Hukuk Genel Kurulundaki görüşme sırasında işin esasının incelenmesinden önce icra takibinin yetkili icra dairesinde yapılıp yapılmadığı hususu ön sorun olarak tartışılıp, değerlendirilmiştir.
2004 sayılı İcra ve İflâs Kanunu"nun 50 nci maddesinin birinci fıkrasına göre para veya teminat borcu için takip hususunda (davanın açıldığı tarihte yürürlükte bulunan) Hukuk Usulü Muhakemeleri Kanunu"nun yetkiye dair hükümleri kıyas yolu ile uygulanır. 1086 sayılı Kanun’nun 17"nci maddesine göre “Hakiki veya hükmi bir şahsın muhtelif mahallerde şubeleri bulunduğu takdirde o şubenin muamelesinden dolayı iflas davası müstesna olmak üzere o şubenin bulunduğu mahalde dahi dava ikame olunabilir. Şirket ve cemiyetlerin ve tesislerin kendi işlerine mütaallik olmak üzere azası aleyhine ve azanın bu sıfatla yekdiğeri aleyhlerine ikame edecekleri dava bu şirket, cemiyet veya tesisin ikametgâh addolunan mahal mahkemesinde bakılır”.

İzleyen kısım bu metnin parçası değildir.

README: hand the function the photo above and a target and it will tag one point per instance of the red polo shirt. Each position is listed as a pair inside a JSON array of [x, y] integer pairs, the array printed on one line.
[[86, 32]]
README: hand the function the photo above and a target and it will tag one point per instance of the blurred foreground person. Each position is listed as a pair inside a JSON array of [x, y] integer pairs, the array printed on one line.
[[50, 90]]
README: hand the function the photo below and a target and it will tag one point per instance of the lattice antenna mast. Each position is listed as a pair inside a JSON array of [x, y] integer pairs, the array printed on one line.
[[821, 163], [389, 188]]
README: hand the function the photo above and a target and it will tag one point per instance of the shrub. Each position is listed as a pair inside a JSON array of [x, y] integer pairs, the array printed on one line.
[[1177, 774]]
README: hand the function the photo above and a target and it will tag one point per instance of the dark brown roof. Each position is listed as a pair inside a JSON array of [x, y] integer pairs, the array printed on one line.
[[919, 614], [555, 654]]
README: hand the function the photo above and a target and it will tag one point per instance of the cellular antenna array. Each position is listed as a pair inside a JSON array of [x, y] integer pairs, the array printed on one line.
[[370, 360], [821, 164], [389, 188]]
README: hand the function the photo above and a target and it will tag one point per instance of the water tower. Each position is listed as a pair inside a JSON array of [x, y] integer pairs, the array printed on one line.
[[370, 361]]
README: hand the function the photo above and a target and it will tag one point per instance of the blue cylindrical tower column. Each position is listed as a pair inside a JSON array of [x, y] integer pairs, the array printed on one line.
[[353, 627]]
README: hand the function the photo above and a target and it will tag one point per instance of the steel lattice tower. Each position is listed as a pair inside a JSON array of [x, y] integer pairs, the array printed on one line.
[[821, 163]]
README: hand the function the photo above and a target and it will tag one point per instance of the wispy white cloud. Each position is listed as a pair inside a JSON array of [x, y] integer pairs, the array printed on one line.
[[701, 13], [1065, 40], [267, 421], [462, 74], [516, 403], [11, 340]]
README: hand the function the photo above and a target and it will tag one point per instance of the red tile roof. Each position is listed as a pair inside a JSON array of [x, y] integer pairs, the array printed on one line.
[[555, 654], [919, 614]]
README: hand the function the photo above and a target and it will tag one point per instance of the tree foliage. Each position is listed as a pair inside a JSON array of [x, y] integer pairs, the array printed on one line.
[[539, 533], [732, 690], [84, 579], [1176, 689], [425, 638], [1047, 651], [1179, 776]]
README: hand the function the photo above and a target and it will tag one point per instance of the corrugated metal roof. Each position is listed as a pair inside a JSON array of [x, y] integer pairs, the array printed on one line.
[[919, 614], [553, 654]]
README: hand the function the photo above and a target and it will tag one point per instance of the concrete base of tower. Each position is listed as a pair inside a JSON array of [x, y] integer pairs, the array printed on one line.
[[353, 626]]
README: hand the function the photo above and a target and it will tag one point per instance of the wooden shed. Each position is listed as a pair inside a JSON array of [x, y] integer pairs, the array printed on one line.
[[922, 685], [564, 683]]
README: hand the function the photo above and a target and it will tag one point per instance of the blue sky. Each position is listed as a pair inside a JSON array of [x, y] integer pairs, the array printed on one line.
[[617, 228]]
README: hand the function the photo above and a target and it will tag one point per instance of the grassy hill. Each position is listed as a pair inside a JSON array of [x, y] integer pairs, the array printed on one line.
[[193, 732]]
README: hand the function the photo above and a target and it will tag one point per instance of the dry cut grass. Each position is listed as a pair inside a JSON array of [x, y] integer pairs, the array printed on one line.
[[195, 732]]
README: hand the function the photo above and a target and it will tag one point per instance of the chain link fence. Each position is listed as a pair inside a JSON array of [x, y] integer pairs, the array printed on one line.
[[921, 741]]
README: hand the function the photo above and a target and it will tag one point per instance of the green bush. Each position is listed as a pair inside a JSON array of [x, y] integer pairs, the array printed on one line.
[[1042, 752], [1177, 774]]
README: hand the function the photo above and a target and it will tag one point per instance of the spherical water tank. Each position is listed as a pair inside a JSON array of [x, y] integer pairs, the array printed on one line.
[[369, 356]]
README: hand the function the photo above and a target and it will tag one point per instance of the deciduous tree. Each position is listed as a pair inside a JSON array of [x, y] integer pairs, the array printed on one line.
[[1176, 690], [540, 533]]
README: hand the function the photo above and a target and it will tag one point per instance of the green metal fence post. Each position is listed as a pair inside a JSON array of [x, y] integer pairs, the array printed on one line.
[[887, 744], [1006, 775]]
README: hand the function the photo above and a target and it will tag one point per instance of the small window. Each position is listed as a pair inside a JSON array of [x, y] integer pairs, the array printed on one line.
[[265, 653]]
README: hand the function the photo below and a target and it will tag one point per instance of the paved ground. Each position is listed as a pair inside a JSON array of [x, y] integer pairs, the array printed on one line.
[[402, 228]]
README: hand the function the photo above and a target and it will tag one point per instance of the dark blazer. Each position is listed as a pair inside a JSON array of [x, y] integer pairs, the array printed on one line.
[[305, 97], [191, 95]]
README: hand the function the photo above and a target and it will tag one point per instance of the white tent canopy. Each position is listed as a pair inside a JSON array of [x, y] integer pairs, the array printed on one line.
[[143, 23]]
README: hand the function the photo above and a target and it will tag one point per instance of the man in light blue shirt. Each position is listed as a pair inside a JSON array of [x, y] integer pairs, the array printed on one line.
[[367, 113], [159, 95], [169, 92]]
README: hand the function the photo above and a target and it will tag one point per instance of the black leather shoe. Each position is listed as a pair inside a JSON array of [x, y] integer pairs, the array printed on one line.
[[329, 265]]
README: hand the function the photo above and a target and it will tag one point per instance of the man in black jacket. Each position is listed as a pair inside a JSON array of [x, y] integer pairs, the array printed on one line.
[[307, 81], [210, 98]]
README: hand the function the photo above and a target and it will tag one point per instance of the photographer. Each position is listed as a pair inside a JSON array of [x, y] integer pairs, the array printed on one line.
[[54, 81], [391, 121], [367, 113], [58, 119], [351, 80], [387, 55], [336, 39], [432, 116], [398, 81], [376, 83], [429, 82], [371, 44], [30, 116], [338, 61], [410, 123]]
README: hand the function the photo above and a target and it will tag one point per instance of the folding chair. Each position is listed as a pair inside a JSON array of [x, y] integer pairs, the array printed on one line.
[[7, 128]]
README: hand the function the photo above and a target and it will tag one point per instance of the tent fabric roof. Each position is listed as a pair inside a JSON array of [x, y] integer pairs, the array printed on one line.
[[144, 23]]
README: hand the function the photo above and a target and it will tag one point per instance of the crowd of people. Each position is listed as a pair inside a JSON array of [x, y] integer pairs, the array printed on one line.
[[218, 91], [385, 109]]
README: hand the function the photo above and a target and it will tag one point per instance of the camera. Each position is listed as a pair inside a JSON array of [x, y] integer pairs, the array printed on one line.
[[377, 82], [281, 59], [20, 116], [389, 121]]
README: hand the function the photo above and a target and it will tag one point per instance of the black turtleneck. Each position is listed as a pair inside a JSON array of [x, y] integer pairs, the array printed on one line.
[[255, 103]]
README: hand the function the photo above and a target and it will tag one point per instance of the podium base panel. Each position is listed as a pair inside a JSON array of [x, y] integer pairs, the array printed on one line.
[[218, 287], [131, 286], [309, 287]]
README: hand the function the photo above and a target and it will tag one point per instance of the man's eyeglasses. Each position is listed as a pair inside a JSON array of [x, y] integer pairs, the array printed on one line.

Maddenin düzenlemesinden tüzel kişiler ile ortakları arasındaki davalarda, tüzel kişinin merkezinin bulunduğu yer mahkemelerinin kesin yetkili olduğu anlaşılmaktadır. Önsorun çözümü için İcra ve İflâs Kanunu"nun 50"nci maddesindeki atıf nedeniyle kooperatif ile ortağı arasındaki alacağın tahsili için girişilen icra takipleri bakımından da kesin yetki bulunup bulunmadığı hususu açıklığa kavuşturulmalıdır.
Somut olayda davacı kooperatifin merkezi Yenimahalle ilçesi olup yargı çevresi bakımından Ankara’ya bağlıdır. Davacı yan icra takibini Sincan İcra Dairesinde yapmış, borçlu yetkiye itiraz etmemiştir. Dava da ilk olarak Sincan Asliye Ticaret Mahkemesinde açılmış, ancak kesin yetki kuralı gereği bu mahkemece re’sen yetkisizlik kararı verilmiş ve temyiz itirazı üzerine Özel Dairece yetkisizlik kararı 27.10.2011 gün ve 2011/2640-1360 E.K. sayılı kararla onanmıştır.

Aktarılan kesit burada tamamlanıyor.